Which brings us, of course, to what is no longer America's sport, baseball. Interest here has fallen off as much as it has for the NBA and the umpires have become traditional in some respects and outrageous in others. Stealing second base or seeing the start of a double play is an exercise out of Hollywood. In the first instance, a caught throw from the catcher and a sweeping gloved hand that even looks close is cause to call the future Willie Sutton out. The fact that he was in before the tag makes no difference at all. A move worthy of Nuryev by the shortstop or second baseman is all that is needed for the arm to go up.
Over the years, the umpires have been highly criticized for their calls on the field.
Breaking up a double play is no longer a hard slide into second. It is the MLB version of Kamikaze pilots looking for a target to hit no matter where that target might be. Getting to second base safely might not ever have entered anyone's mind. And, it has been legal for years. Incredible!
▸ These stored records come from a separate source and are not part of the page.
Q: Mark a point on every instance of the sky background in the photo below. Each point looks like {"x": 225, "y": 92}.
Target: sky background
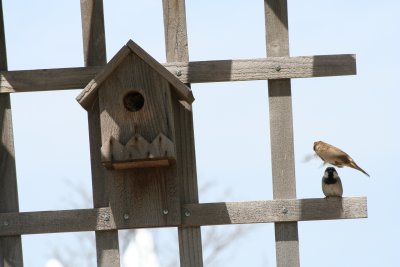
{"x": 359, "y": 114}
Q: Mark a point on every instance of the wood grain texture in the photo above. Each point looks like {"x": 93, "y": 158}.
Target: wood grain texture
{"x": 10, "y": 247}
{"x": 189, "y": 72}
{"x": 176, "y": 43}
{"x": 94, "y": 43}
{"x": 94, "y": 46}
{"x": 281, "y": 132}
{"x": 46, "y": 79}
{"x": 280, "y": 210}
{"x": 224, "y": 213}
{"x": 138, "y": 153}
{"x": 142, "y": 194}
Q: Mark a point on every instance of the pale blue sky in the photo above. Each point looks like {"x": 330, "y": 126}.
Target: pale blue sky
{"x": 359, "y": 114}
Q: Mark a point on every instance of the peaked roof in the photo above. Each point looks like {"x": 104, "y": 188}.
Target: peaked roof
{"x": 89, "y": 93}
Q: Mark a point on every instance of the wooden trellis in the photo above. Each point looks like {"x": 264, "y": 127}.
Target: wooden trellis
{"x": 285, "y": 210}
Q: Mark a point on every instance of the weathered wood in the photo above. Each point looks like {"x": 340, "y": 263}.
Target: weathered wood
{"x": 138, "y": 153}
{"x": 143, "y": 194}
{"x": 281, "y": 127}
{"x": 181, "y": 90}
{"x": 189, "y": 72}
{"x": 10, "y": 247}
{"x": 286, "y": 210}
{"x": 42, "y": 222}
{"x": 224, "y": 213}
{"x": 94, "y": 46}
{"x": 176, "y": 43}
{"x": 263, "y": 69}
{"x": 46, "y": 79}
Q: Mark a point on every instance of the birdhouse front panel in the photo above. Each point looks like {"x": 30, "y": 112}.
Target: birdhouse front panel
{"x": 136, "y": 117}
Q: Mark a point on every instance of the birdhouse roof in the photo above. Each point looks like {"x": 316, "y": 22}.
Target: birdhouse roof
{"x": 89, "y": 93}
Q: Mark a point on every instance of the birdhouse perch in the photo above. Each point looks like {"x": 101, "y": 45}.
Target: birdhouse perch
{"x": 135, "y": 95}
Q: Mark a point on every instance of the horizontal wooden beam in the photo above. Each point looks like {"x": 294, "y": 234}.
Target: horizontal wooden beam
{"x": 189, "y": 72}
{"x": 280, "y": 210}
{"x": 46, "y": 79}
{"x": 102, "y": 219}
{"x": 264, "y": 69}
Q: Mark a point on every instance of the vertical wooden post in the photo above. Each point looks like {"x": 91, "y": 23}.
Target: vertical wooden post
{"x": 10, "y": 246}
{"x": 107, "y": 246}
{"x": 176, "y": 43}
{"x": 281, "y": 126}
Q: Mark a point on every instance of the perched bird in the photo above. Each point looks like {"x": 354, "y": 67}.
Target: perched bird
{"x": 331, "y": 184}
{"x": 335, "y": 156}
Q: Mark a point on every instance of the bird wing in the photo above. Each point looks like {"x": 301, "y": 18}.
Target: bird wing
{"x": 334, "y": 155}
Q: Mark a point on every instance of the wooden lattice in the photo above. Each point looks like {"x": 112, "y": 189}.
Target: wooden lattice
{"x": 285, "y": 210}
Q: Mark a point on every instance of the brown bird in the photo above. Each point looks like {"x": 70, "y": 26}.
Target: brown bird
{"x": 335, "y": 156}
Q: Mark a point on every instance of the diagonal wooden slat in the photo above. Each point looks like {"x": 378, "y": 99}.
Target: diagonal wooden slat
{"x": 189, "y": 72}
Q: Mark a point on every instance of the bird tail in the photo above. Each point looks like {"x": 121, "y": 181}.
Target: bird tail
{"x": 355, "y": 166}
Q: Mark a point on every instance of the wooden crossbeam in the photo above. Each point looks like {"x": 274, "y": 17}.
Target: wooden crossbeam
{"x": 10, "y": 247}
{"x": 189, "y": 72}
{"x": 103, "y": 219}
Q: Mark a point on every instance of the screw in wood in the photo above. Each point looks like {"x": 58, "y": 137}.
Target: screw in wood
{"x": 187, "y": 213}
{"x": 106, "y": 217}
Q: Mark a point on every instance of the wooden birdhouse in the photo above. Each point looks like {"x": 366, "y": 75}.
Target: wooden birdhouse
{"x": 135, "y": 95}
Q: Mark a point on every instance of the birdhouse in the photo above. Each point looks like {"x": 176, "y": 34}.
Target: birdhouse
{"x": 135, "y": 95}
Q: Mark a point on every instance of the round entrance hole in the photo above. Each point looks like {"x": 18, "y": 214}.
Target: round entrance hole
{"x": 133, "y": 101}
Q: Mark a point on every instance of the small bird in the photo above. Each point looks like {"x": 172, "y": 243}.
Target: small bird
{"x": 331, "y": 184}
{"x": 335, "y": 156}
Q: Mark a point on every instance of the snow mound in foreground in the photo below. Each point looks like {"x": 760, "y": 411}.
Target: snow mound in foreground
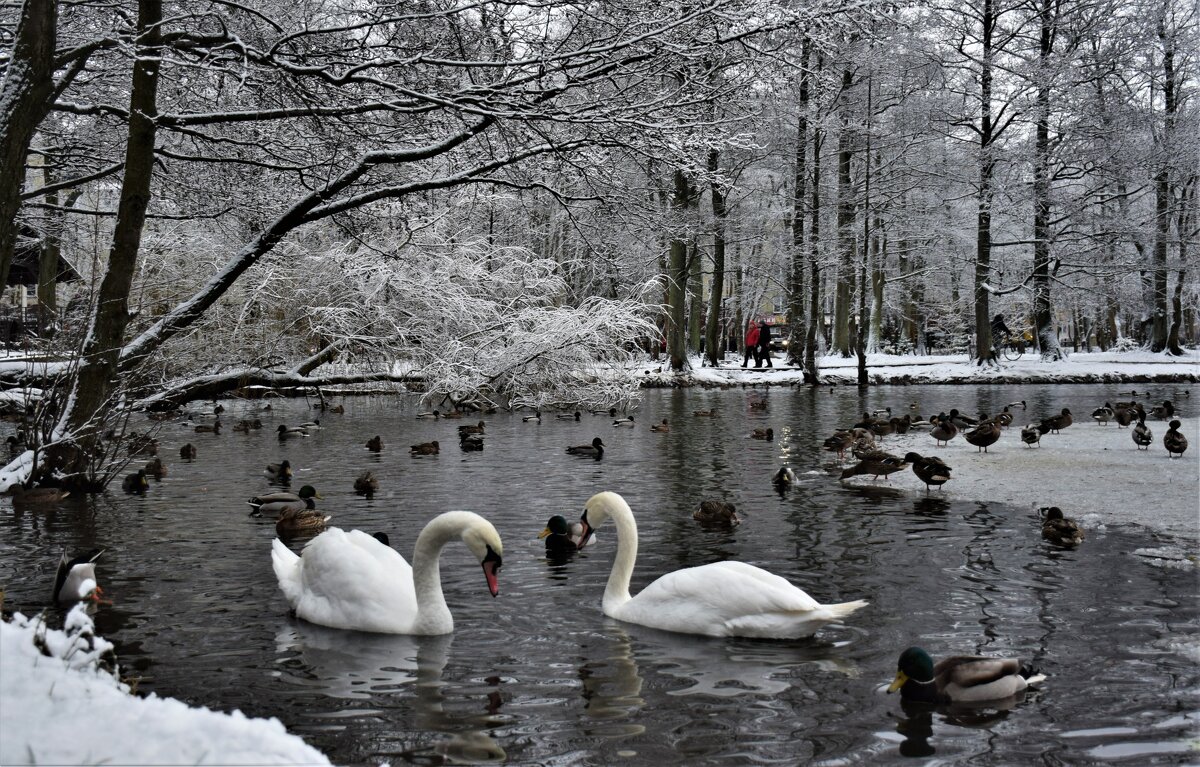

Then there is the invisible strike zone with the consistency of the current stock market. The top of the strike zone is midway between the top of the shoulders and the top of the belt. The latter is determined, by the way, when the player is ready to swing at the pitch, not when he is waiting for it. And the bottom of the strike zone is beneath the kneecap. Got it? Strikeouts per game have increased and walks have decreased. When you talk about a pitch being over the plate, give me a break. Anything a foot or so outside the plate is being called a strike these days. And that is insanely commented upon by announcers who use such commentary as "Just missed the outside corner." Bless television replays for truth and accuracy.
Baseball wants to cut down on offense and shorten the length of games. Plain, pure and simple. The umpires, the tails here, are wagging in so many different directions that a pound could not keep them under control. Every mutt is a different pedigree. Confusion about what is a strike and what is not is running wild from park to park, team to team, umpire to umpire. Pitchers have to vary with every game. The heck with the book interpretation. Anything close is a strike. Make that anything is a strike, potentially. Every umpire is different and that means every strike zone will vary as well. Makes for a fun night at the plate all around.
The dogs of sports are no longer barking as they have done for years. Instead, the tails that possess the whistles are leading the way, from the rear. Does anything in sports ever change for the better lately? You gotta be kidding!